O próprio Mário, em suas entrevistas gravadas, fala dos seus grandes sucessos na música popular, marchinhas como Aurora, até hoje um hit dos bailes de carnaval, ou sambas como Saudades da Amélia (com Ataulfo Alves), Nada Além (com Custódio Mesquita) e muitas outras, tendo sido parceiro também de compositores como Roberto Riberti, Benedito Lacerda, Elton Medeiros e João Nogueira.

Indo de uma profissão a outra, de uma atividade à seguinte, Mário simboliza bem o espírito de um certo Brasil, hoje desaparecido, no qual os não especialistas de talento se viravam muito bem. Era o caso de Mário Lago, que, jogando nas onze, foi construindo todo um currículo vencedor, motivado pela busca do pão de cada dia. Por exemplo, no tempo de rádio, foi responsável por um programa de grande sucesso na época, Presídio de Mulheres, que manteve a liderança da emissora durante cinco anos seguidos. Eram histórias melodramáticas de mulheres encarceradas, saídas da pena e da imaginação de Mário.

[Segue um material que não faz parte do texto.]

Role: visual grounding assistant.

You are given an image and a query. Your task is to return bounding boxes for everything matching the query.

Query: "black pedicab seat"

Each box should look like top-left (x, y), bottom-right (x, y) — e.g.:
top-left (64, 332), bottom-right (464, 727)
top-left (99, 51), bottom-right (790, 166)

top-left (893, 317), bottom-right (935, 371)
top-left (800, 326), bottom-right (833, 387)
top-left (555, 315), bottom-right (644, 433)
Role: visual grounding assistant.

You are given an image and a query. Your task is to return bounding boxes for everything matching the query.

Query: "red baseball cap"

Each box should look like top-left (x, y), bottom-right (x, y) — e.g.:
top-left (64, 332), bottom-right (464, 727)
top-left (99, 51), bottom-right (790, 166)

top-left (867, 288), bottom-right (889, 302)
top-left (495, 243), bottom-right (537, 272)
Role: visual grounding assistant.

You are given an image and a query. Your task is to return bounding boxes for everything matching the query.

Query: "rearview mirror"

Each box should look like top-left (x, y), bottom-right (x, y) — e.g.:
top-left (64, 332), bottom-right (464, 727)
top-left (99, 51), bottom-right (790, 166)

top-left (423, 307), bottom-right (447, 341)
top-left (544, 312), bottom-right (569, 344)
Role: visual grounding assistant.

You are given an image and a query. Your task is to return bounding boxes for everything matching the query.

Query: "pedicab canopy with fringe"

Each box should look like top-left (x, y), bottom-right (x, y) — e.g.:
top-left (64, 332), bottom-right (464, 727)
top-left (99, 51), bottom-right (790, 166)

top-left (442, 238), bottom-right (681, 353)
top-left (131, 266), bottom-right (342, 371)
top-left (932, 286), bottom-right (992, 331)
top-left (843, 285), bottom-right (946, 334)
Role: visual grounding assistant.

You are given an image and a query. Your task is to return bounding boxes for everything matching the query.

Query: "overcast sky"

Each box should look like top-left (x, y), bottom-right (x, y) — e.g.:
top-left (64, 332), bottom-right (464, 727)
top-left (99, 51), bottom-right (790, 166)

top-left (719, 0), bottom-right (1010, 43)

Com o golpe militar de 1964, Mário é preso. Depois de solto, vê-se desempregado. E, como relembra, a mão estendida foi a de ninguém menos que Dercy Gonçalves, que o convida para entrar em seu show. Constrangido, Mário vacila: “Dercy, eu não sei se sou adequado para isso; como ator sempre fiz papéis de homens sérios...”. A grande comediante não lhe dá tempo para pensar: “Deixa disso, Mário, o fundamental mesmo é garantir o leite das crianças”.

Comunista, Mário foi preso sete vezes em sua vida. Nunca renegou sua crença, nem mesmo quando caiu o Muro de Berlim e a União Soviética acabou. Era homem de convicção e de ação. Tanto assim que se impacientava com o cinema, com suas intermináveis repetições de cenas nas filmagens. Mesmo assim, deixou sua imagem impressa em filmes notáveis como O Padre e a Moça, de Joaquim Pedro de Andrade, e Terra em Transe, de Glauber Rocha.

Se de alguém podemos dizer que teve uma grande vida, este foi Mário Lago – e não apenas por sua extensão temporal.